Une nouvelle déficience primaire de l’immunité anti-EBV due à des mutations dans le gène IL27RA
Notre étude a porté sur trois enfants (issus de deux familles) atteints d’une infection sévère par EBV [5]. Ces enfants présentaient des symptômes précoces d’une mononucléose infectieuse sévère, caractérisée par une fièvre persistante, une hépatite et une splénomégalie accompagnées d’un syndrome inflammatoire, nécessitant l’hospitalisation de deux d’entre eux. L’analyse immunologique a révélé des anomalies dans l’effectif de sous-populations de lymphocytes T et B, suggérant une déficience immunitaire d’origine génétique. L’analyse des séquences nucléotidiques des exons du génome (whole exome sequencing) a révélé la présence, chez ces enfants, de variants bialléliques rares du gène IL27RA, codant la sous-unité a du récepteur de l’interleukine-27. Ces variants bialléliques entraînent une absence de la protéine correspondante à la surface de leurs lymphocytes T et B [5].
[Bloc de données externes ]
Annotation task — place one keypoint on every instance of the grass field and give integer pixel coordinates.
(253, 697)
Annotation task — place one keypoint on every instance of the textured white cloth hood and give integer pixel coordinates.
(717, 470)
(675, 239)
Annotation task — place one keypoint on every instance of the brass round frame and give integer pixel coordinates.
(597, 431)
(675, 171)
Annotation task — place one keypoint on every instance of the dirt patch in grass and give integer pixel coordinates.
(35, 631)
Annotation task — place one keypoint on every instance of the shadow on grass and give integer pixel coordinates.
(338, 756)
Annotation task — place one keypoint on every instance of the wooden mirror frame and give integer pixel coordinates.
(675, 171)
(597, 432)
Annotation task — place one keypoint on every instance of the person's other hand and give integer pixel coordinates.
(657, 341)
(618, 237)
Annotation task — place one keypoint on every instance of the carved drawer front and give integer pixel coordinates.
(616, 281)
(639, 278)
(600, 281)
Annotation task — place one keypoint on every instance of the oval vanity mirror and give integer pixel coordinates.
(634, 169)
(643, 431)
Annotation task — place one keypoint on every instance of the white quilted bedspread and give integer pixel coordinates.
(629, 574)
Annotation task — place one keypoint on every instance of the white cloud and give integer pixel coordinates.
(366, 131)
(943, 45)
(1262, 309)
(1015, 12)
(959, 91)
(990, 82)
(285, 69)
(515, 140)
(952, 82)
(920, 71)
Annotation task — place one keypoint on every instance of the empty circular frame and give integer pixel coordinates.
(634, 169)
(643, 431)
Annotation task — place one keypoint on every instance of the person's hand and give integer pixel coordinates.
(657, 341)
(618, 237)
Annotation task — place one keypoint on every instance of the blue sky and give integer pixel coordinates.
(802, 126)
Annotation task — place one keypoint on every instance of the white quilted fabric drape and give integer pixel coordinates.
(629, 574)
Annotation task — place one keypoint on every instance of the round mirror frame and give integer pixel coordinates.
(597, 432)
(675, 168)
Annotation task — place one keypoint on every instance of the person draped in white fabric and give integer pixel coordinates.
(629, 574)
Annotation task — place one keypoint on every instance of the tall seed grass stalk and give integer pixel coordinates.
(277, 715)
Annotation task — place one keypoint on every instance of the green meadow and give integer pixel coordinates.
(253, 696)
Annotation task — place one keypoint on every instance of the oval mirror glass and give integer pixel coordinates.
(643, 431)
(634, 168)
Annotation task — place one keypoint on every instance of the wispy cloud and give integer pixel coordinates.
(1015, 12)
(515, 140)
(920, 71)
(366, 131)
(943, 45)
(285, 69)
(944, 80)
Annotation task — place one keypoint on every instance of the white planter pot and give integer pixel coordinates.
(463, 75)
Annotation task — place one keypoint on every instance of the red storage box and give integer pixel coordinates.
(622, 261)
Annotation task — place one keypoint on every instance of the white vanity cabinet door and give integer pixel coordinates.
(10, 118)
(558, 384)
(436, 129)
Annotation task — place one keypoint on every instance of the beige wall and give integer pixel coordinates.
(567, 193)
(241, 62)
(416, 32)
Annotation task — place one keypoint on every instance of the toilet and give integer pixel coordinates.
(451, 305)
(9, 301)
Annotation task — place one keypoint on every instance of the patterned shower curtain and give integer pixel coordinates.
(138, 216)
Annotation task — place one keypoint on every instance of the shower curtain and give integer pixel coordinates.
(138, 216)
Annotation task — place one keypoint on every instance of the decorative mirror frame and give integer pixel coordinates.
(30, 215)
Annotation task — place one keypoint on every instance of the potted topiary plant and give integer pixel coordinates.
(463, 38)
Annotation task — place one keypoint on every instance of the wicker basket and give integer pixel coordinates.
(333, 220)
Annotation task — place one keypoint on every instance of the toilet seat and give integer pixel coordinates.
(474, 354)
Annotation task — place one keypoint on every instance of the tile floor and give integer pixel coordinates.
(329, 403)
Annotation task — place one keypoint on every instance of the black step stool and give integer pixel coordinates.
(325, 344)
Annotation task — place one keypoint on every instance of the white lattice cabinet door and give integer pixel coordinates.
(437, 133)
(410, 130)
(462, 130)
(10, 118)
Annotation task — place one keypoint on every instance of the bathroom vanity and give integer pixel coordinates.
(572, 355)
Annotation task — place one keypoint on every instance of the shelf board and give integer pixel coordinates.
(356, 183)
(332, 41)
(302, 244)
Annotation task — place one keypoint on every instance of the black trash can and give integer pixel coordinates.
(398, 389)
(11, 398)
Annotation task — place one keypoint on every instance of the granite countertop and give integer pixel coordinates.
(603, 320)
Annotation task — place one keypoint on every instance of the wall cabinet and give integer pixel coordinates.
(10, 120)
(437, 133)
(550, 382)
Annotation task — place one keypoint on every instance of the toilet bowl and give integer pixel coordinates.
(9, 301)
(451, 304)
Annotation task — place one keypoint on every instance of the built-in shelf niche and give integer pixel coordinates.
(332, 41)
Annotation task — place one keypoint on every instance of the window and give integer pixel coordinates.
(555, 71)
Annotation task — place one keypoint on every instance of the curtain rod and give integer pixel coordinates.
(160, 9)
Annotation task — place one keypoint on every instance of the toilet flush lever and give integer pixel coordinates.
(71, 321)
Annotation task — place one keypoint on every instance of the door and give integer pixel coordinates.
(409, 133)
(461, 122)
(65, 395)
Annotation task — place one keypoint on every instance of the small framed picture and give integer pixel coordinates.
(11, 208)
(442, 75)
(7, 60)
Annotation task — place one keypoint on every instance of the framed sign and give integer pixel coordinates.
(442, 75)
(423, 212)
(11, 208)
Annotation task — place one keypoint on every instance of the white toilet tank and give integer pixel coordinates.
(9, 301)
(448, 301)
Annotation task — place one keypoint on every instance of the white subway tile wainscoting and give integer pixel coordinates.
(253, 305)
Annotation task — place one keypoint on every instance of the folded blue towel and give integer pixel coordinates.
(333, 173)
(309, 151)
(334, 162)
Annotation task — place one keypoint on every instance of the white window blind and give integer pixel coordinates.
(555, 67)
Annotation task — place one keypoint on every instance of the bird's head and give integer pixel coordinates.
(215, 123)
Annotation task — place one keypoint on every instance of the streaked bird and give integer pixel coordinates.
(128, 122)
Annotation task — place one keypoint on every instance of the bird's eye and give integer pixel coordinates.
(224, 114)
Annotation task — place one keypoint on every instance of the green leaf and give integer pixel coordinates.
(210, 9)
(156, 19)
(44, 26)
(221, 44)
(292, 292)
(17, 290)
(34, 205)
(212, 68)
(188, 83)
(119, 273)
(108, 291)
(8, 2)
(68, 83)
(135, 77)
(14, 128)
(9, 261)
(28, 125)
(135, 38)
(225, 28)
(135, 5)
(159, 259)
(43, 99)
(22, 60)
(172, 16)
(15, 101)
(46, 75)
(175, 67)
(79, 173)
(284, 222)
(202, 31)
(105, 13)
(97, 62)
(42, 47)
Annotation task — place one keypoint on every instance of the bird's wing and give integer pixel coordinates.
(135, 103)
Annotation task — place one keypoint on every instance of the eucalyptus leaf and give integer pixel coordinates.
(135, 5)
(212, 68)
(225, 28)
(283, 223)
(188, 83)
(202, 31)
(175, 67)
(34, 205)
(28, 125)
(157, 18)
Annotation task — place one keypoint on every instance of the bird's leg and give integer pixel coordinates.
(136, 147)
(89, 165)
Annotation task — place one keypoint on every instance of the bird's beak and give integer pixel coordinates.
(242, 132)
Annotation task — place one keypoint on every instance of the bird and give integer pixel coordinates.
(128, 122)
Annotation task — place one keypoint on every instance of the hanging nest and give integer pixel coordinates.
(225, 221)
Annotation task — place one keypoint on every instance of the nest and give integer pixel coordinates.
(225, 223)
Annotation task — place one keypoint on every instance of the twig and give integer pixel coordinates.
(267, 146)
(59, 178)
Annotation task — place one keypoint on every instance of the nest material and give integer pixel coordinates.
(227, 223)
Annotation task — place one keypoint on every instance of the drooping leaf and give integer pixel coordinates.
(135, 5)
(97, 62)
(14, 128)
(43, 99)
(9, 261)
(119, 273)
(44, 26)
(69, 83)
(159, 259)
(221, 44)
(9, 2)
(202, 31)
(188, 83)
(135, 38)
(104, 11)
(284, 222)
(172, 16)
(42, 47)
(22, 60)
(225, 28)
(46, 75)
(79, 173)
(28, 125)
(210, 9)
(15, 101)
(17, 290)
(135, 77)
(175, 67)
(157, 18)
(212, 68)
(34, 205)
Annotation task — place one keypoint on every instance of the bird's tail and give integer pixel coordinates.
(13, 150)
La protéine IL27RA forme un hétérodimère avec la sous-unité gp130 (glycoprotéine de 130 kDa) pour former le récepteur de l’interleukine-27 (Figure 1), responsable des effets de cette interleukine sur le système immunitaire. L’interleukine-27 est principalement produite par des cellules présentatrices d’antigènes, comme les macrophages et les cellules dendritiques, en réponse aux infections. Elle stimule la réponse immunitaire via la différenciation des lymphocytes T auxiliaires de type Th1 et l’expansion des lymphocytes CD8+ dans le contexte d’infections virales [6]. Par ailleurs, elle limite l’inflammation en activant les fonctions effectrices des lymphocytes T régulateurs et en inhibant la différenciation des lymphocytes T auxiliaires de type Th17 [7].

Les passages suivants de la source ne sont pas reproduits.